Oxygenated
blood is the “waters.”
The pulmonary
veins are oceans, containing “waters” (oxygenated blood).
The pulmonary
vein oceans carry the (nectarine) waters (into the great left atrium ocean).
In
the Vayu Purana (49.131), we have the ocean being called “udadhi” on
account of it being the store-house of waters:
udakasyādhānaṃ yasmāñca tasmādudadhirucyate
There are thus two distinct components: (1) the waters and (2) the ocean (containing that water). There is neither increase nor decrease in the amount of water. It remains the same. What changes is the “size” of the ocean. A simple analogy is applied—that of water being heated in a cooking pot. Just as the same water swells and expands in size with the increase in temperature, so also the (same) water in the ocean swells (49.128):
ukhāmyamagnisaṃyogāt jalamudricyate yathātathā mahodadhigataṃ toyamudricyate tataḥ
We
have, also, in the Visnu Purana:
In this manner the seven island continents are encompassed successively by the seven oceans, and each ocean and continent is respectively of twice the extent of that which precedes it. In all the oceans the water remains at all times the same in quantity, and never increases or diminishes, but like the water in a caldron, which, in consequence of its combination with heat, expands, so the waters of the ocean swell with the increase of the moon. The waters, although really neither more nor less, dilate or contract as the moon increases or wanes in the light and dark fortnights.
This “swelling”
of the waters comes about through the increase in the size of the water-body,
the ocean.[1]
The increase (and decrease) in the ocean again is the result of the
waxing (and the waning) of the moon (49.129).

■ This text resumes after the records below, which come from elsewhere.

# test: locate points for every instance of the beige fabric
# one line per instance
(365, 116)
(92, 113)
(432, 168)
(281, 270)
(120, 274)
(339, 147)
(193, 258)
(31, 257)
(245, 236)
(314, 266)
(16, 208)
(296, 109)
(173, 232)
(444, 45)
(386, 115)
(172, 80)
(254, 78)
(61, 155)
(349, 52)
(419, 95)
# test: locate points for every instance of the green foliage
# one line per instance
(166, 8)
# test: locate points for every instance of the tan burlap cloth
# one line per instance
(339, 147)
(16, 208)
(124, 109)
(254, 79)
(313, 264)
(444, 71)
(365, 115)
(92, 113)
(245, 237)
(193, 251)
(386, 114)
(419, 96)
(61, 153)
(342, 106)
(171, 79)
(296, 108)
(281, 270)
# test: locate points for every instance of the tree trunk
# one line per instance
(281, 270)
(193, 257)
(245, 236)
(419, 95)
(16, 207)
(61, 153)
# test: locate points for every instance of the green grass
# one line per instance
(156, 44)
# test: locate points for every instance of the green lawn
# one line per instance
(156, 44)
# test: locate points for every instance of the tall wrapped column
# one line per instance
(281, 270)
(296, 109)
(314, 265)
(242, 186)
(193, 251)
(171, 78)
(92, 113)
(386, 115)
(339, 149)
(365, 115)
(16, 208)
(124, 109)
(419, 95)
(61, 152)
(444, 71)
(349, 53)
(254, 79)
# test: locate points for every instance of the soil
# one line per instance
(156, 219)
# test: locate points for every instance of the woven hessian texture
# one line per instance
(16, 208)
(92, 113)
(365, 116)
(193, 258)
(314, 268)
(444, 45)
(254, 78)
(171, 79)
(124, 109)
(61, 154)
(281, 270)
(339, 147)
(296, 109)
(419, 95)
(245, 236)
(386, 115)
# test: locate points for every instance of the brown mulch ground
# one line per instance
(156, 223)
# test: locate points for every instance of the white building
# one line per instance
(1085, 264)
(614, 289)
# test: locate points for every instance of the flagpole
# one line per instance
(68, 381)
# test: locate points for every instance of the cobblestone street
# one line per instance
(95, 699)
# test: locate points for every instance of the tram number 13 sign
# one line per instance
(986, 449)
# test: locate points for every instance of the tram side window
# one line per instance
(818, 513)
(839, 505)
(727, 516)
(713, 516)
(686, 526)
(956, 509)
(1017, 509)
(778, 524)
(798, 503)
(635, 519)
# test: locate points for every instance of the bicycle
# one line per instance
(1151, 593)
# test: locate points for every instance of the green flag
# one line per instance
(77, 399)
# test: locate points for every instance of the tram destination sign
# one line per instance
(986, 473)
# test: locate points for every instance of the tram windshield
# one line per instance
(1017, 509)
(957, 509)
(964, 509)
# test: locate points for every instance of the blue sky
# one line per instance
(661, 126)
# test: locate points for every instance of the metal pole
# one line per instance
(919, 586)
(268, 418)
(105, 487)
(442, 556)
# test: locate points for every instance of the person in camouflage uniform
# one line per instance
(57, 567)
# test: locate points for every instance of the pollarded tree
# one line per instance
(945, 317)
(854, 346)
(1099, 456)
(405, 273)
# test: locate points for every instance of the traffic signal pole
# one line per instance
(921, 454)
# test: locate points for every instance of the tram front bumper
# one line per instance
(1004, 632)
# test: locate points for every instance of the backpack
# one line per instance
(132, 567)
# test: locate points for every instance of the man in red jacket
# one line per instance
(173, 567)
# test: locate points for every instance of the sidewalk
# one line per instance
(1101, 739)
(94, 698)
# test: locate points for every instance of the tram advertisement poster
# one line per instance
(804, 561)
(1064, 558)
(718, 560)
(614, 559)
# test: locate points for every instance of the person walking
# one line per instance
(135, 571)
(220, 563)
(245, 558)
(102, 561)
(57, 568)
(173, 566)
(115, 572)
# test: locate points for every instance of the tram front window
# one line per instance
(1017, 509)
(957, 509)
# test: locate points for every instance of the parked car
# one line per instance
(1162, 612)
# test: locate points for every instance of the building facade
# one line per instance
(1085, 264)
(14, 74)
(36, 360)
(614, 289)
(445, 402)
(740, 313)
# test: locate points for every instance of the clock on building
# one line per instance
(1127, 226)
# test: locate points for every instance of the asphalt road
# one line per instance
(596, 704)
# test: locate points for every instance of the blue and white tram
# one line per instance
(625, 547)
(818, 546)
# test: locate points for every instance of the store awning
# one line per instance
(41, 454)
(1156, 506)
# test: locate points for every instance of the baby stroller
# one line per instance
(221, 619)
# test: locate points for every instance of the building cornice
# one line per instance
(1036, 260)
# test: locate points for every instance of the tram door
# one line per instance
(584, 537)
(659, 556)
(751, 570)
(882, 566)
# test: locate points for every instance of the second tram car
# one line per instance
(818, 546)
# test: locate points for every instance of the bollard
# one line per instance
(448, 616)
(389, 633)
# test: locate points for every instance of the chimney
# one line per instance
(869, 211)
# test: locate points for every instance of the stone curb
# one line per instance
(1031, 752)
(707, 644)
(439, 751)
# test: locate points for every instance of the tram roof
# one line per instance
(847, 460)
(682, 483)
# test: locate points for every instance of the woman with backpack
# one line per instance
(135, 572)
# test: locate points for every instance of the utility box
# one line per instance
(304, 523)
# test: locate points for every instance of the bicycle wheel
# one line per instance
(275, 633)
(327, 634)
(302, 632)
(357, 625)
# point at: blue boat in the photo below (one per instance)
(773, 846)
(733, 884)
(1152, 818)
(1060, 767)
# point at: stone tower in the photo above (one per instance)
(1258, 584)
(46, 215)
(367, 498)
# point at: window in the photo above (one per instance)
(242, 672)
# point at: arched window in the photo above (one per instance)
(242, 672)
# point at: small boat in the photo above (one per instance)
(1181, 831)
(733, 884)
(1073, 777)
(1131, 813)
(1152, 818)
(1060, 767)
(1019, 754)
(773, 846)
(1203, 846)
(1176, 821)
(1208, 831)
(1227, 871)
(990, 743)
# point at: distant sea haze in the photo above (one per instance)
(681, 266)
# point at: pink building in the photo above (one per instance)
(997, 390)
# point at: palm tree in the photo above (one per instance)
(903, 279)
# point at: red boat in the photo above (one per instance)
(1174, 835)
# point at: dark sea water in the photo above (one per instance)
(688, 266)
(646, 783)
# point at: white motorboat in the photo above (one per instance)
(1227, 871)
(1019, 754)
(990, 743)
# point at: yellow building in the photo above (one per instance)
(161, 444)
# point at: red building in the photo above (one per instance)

kṣayavṛddhirevamudadheḥ somavṛddhikṣayātpunaḥ
As one moves towards the
alveolar zone, the “waters” (oxygenated blood) remain the same in volume;
however are distributed across multiple, smaller oceans. Or: the same ocean
expands in magnitude, as it were, (owing to increase in the number of pulmonary
vein conduits) with the water remaining constant. The increase in the number of
pulmonary vein conduits also represents the waxing of the moon and therefore,
one may say: with the waxing of the moon, the ocean expands (although the
volume of water remains constant); and reversely, with the waning of the moon,
the ocean contracts (although the volume of water remains constant).